1. The vector itself is different from the vector components
2. If we change to a different coordinate system, the vector components have to change
3. If we change to a different coordinate system, the base vectors have to change as well

So, the linear combination in polar coordinates $$ \vec{v}=r\,\vec{e}_r+\theta\,\vec{e}_\theta \,.$$ should yield the same vector as before. To see if that's true, I chose $\vec{v}=(x,y)^T=(1,1)^T$.

First, let's compute the unit base vectors $(\vec{e}_r,\vec{e}_\theta)^T$ in polar coordinates. We have $$ \vec{v}=\begin{pmatrix} x \\ y \end{pmatrix}=\begin{pmatrix} r\,\cos\theta \\ r\,\sin\theta \end{pmatrix} \,.$$ With that, the unit base vectors in polar coordinates become $$ \vec{e}_r = \frac{1}{h_r}\frac{\partial \vec{v}}{\partial r} = \begin{pmatrix}\cos\theta \\ \sin\theta \end{pmatrix}\quad , \quad \vec{e}_\theta = \frac{1}{h_\theta}\frac{\partial \vec{v}}{\partial \theta} = \frac{1}{r}\begin{pmatrix} -r\sin\theta \\ r\,\cos\theta \end{pmatrix} \,.$$

I did not want to "silently" apply the scale factors $h_r=1$, $h_\theta=r$ to make it more clear how to get from the base vectors to the unit base vectors.

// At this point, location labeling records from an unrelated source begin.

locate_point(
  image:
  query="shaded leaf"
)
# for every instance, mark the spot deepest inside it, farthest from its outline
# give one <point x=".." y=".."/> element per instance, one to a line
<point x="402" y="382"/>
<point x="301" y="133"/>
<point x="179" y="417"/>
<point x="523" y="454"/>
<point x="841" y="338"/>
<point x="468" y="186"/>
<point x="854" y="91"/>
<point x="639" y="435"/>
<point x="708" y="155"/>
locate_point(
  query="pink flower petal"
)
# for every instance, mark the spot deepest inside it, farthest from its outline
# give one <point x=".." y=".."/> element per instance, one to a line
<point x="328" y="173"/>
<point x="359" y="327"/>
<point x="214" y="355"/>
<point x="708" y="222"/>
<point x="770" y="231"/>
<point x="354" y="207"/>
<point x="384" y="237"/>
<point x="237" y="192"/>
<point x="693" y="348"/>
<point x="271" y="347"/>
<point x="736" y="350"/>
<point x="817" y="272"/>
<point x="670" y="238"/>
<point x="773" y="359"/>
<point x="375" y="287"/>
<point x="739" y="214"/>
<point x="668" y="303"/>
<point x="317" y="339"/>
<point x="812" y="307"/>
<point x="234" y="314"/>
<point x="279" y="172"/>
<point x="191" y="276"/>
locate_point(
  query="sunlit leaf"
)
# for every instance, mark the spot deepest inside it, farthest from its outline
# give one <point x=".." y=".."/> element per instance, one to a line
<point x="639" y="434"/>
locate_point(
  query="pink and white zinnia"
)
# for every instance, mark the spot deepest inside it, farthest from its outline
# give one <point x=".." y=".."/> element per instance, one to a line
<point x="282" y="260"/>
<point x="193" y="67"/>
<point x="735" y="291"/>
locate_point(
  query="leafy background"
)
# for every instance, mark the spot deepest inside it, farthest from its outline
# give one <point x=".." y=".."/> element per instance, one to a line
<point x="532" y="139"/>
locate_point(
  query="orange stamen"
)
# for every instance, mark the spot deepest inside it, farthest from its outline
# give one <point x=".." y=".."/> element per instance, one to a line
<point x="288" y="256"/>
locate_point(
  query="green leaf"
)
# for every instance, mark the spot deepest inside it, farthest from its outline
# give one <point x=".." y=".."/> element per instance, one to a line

The vector components in polar coordinates are $$ \begin{pmatrix} r \\ \theta \end{pmatrix} = \begin{pmatrix} \sqrt{x^2+y^2} \\ \arctan{y/x} \end{pmatrix} = \begin{pmatrix} \sqrt{2} \\ \pi/4 \end{pmatrix} $$

Now, all that is left is to plug in all that we have and we should get the vector that we started with: \begin{align} \vec{v} = r\,\vec{e}_r + \theta\,\vec{e}_\theta &= \sqrt{2}\begin{pmatrix} \cos\pi/4 \\ \sin\pi/4 \end{pmatrix} + \frac{\pi}{4}\begin{pmatrix} -\sin\pi/4 \\ \cos\pi/4 \end{pmatrix}= \\[8pt] &=\begin{pmatrix} 1 \\ 1 \end{pmatrix} + \frac{\pi}{4\sqrt{2}}\begin{pmatrix} -1 \\ 1 \end{pmatrix} \end{align} which is not the same vector that we began with in cartesian coordinates. What did I miss?

Answer 1

You are confusing coordinates of a point with components of a vector. It so happens that in flat space points can be represented with position vectors, but generally you need to keep vectors and points distinct. A point is a location and a vector is a direction from a given location. All of this to say that the expression $r\vec e_r + \theta\vec e_\theta$ makes no sense.

Remember that $\vec e_r$ and $\vec e_\theta$ depend on $r, \theta$; this is because they give a basis to specify directions (vectors) from the location (point) with coordinates $(r,\theta)$.

It so happens (in what could be considered a coincidence) that the position vector of a point with coordinates $(r,\theta)$ is $r\vec e_r(r,\theta)$.

Answer 2

Welcome to MSE. Your confusion probably stems from the fact that you are assuming the new coordinates of $v$ to be $(\sqrt 2,\pi/4)$. Note that with $r = \sqrt 2$ and $\theta = \pi/4$, then $$e_r = \frac{\sqrt 2}{2}v \quad \Longleftrightarrow \quad v = \sqrt 2 e_r.$$ So $v = e_1+e_2 = \sqrt 2 e_r$, meaning that in terms of the standard basis $v$ is $(1,1)$, whereas in the new basis it is $(\sqrt 2,0)$ (and not $(\sqrt 2,\pi/4)$).